I walk back to the rickety staircase and climb up the remaining stairs, which creak beneath my feet. I pass slowly along a corridor lined with three closed doors. I peek in the first one, which looks like Freddie’s room as it contains shelf upon shelf of law books, a big unmade bed and a double wardrobe with lots of shirts hanging in it.

I open the next door to find a bathroom, but it’s not just any bathroom, it’s huge for a start, and serious money has been spent on it. There’s a big free-standing bath in the middle of the room, his and hers sinks, with a vintage mirror hanging above them, and a proper power shower that’s so large you could probably break dance in it if you got the urge. It’s exactly how I would like my bathroom to be if money was no object.

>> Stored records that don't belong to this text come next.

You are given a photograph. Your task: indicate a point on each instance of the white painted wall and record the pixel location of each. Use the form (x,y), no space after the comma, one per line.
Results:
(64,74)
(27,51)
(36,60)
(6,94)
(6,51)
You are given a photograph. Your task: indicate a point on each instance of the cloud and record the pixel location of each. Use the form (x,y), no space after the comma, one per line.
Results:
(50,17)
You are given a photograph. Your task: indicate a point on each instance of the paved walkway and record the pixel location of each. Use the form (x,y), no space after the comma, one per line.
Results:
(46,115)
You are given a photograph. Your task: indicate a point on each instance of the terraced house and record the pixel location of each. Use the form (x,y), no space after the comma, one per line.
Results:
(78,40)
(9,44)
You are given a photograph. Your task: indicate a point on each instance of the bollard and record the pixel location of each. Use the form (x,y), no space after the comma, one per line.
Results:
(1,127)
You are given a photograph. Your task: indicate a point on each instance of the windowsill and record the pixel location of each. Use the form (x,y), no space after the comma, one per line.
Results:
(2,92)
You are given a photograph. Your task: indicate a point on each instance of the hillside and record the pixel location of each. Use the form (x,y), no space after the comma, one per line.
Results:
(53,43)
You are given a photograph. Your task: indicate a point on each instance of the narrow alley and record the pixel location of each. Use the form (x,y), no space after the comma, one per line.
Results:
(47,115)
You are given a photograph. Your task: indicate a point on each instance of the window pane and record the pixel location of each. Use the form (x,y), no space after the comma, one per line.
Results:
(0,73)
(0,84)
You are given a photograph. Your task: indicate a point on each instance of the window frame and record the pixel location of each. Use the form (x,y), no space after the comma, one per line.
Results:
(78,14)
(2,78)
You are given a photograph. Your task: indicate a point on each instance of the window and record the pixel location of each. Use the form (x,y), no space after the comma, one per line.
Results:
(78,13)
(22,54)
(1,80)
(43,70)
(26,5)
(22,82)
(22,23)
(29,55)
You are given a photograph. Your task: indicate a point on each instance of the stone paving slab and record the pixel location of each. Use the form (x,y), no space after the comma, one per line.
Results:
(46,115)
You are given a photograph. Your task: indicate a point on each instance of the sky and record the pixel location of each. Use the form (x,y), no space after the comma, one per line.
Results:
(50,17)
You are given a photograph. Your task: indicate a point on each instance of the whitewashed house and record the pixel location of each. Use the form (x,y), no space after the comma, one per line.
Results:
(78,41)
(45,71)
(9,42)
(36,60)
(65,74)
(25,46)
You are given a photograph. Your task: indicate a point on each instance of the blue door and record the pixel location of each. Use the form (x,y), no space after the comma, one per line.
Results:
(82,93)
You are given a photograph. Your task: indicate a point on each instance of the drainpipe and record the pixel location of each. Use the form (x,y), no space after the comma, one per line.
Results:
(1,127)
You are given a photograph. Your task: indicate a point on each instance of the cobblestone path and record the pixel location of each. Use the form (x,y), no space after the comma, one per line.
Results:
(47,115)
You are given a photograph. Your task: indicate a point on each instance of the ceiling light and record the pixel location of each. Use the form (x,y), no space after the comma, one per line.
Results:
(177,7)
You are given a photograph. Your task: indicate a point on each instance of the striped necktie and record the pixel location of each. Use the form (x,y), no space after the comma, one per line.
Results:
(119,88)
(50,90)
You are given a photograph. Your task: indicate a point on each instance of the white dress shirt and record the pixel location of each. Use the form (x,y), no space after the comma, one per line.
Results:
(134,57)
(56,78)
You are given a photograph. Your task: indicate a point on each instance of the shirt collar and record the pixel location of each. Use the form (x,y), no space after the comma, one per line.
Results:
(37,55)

I open the last door to find a big square room that must be Anton’s bedroom. I feel as if I shouldn’t be in there, but I don’t want to leave. A very large bed with a wood and leather headboard, white sheets and duvet sits in the middle of the room, and there are cupboards all along one side, although they’re closed. There are only three pictures on the wall. One is a huge framed picture of a pretty young woman. It’s a grainy blown-up photograph with an orange tinge that makes me think it was taken in the seventies. The other is a painting of the colour red. Literally. Different shades of red and orange
and a bit of purple. But the third picture is the one I gave him. He’s hung it on his wall already.

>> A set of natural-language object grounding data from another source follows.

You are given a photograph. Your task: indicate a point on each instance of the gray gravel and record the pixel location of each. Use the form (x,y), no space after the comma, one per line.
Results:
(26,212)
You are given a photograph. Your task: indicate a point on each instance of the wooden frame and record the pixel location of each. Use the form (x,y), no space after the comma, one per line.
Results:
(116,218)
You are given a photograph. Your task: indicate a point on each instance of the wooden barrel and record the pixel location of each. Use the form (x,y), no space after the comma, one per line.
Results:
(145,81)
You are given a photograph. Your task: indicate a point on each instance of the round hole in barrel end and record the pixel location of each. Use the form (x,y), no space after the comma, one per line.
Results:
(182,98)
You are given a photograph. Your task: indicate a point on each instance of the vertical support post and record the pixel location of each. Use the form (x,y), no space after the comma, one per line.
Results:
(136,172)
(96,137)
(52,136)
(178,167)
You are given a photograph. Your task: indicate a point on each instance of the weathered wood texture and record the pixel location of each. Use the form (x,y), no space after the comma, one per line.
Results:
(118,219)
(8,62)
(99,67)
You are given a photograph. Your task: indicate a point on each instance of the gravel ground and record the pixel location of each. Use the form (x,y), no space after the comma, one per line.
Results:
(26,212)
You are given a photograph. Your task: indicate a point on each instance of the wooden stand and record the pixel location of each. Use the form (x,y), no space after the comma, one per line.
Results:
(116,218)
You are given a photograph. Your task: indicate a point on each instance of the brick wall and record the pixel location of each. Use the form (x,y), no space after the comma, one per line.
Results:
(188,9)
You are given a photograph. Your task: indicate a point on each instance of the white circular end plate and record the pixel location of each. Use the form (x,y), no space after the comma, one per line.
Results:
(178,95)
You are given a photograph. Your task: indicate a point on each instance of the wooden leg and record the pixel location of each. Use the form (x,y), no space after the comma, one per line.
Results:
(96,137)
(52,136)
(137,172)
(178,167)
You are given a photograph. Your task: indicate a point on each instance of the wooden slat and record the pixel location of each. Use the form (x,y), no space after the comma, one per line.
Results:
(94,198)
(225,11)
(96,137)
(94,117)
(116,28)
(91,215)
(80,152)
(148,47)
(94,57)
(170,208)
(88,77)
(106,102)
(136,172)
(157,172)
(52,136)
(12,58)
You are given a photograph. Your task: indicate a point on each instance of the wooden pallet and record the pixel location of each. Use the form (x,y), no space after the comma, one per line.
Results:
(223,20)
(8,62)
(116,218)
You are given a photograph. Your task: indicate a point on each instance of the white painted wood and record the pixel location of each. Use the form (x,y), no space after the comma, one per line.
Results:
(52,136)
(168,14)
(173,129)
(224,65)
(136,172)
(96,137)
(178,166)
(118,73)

My bottom starts to vibrate as my mobile phone rings. I take it out of my jeans pocket. It’s 11.23 p.m. and my mum is calling.

‘Mum, are you all right?’

‘Oh, Grace, I had to tell you. I went to bed and as I started to doze off, there was your dad again. He spoke to me and he was very firm about it, he said, “Grace has to sing.”’

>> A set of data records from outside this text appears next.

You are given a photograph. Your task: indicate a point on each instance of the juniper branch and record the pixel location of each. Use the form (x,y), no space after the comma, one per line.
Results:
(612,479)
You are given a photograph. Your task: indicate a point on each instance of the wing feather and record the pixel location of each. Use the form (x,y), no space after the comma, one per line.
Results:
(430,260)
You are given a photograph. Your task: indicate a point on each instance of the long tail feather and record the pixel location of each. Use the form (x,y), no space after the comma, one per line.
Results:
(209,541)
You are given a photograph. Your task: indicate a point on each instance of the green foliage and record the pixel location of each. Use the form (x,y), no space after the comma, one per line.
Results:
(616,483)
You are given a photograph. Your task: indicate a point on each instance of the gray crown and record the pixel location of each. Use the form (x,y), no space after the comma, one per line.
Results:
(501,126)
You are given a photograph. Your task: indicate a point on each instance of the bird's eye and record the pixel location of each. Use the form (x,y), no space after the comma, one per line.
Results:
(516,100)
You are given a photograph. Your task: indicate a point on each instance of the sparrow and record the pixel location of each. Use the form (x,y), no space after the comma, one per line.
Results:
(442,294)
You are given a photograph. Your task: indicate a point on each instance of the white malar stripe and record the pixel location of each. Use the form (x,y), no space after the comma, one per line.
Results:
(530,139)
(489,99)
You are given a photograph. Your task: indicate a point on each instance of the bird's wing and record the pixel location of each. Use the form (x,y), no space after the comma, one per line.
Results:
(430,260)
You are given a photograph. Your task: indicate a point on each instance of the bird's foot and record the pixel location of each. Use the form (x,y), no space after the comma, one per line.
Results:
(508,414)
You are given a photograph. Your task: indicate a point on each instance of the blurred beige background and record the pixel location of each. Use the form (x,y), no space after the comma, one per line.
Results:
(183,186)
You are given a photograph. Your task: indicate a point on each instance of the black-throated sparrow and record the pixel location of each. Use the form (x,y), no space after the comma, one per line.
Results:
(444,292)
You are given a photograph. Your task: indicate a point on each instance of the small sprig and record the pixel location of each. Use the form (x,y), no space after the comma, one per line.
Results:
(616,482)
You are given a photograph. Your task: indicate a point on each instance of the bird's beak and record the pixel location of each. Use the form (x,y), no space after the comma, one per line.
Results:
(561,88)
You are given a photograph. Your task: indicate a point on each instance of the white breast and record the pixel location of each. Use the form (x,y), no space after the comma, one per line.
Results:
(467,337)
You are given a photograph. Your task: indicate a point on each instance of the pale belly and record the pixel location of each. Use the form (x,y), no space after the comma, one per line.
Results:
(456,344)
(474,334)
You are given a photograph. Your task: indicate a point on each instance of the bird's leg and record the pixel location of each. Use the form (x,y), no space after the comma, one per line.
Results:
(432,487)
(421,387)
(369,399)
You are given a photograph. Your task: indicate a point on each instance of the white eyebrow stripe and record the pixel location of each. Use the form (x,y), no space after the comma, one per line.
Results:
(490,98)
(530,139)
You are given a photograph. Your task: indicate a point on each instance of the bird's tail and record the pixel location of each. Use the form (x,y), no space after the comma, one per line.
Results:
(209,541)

‘Oh,’ I say sadly. I was on a bit of a high this afternoon, thinking Mum and I had broken some ice during our conversation today. Silly really, Mum’s mum and this is what she’s like. ‘I’ll bear it in mind. You go to sleep, Mum. Love you.’

‘Night night, Grace. And sing, like your dad said, sing.’

I put my phone back in my pocket and sigh. What does she expect me to do, break into song suddenly now? Maybe I should see if I can get a doctor round to see Mum. Maybe she’s really ill. God, I wish I had a brother or sister. I lie down on Anton’s bed. I know I shouldn’t, but I’ve had a lot of wine so I lean back on the pillows. He buys expensive pillows, not like me. Mine are like sleeping on a bag of satsumas. I turn onto my side and breathe in Anton’s smell from the pillow.

‘Grace, I …’ It’s Anton and he stops when he sees me curled up on his bed sniffing his pillow.

I sit up quickly.

‘Sorry, sorry, it was … It just looked so comfy.’

He stands there all smiling and unfazed. I would clobber someone who snooped round my home and got into my bed.

‘I didn’t like to say in front of Freddie and Wendy, but the
picture you gave me: it’s beautiful, quite the most beautiful gift anyone has ever given me. Thank you.’

‘It’s bordering on the wet,’ I say, getting off the bed.

‘I don’t think that at all. And anyway, what’s wrong with a bit of wet? All the best songs that have ever been written are a bit wet.’

I smile. He’s right, of course.

‘Now then, the cheese and wine is on the table downstairs, but I’ve also rigged up the karaoke. I wondered if we could have a bit of a sing-song while Wendy flirts with my son.’